How to write badly well

Have a look at this blog ‘How to write badly well’ for some light relief. For instance:

Use as many adjectives as you can

He slowly walked the slow, winding path towards the crooked, run-down old house. With one slow, hesitant hand he bravely, resolutely knocked on the dusty, pock-marked, ancient and frightening door. Slowly, it opened slowly. He slowly poked his brave head through the narrow, foreboding gap.

‘Hello?’ he slowly said, bravely.

Just then, suddenly (yet strangely slowly), a terrifying, scary, bone-chilling, face-tingling, stupefyingly mortifying and stultifying, yet oddly inconsequential and subtly fragrant, big, massive, enormous multi-hued, monochrome monstrosity of epic, legendary, massive, indescribable proportions burst thunderingly from the shadowy, ill-defined, hazy, portentous, generically appropriate yet obviously underdeveloped and self-evidently over-described dark, dark darkness.

‘RAAAAAAH!’ it said.

Or

Always use a thesaurus

She manipulated the garment in a cogitative mode.
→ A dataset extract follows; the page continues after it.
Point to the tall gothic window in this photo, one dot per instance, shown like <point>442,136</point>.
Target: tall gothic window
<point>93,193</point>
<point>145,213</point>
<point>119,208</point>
‘Hmm,’ she vocalised. ‘This attire is verifiably marvellous. What is it constituted from?’

‘From the most meritorious velveteen,’ defined her interlocutor, simpering coincidentally.

‘Is it?’ iterated the party of the first part. ‘That’s felicitous.’

‘Additionally, this specified object has the property of being subdivided in terms of its defining mercantile characteristic, and can be taken possession of for the diminutive quantity of merely a half-dozen currency units,’ the retail employee informed.

‘Exoneration?’ supplicated the protagonist appropriately. The commercial tertiary sector worker eyeballed her perspicaciously.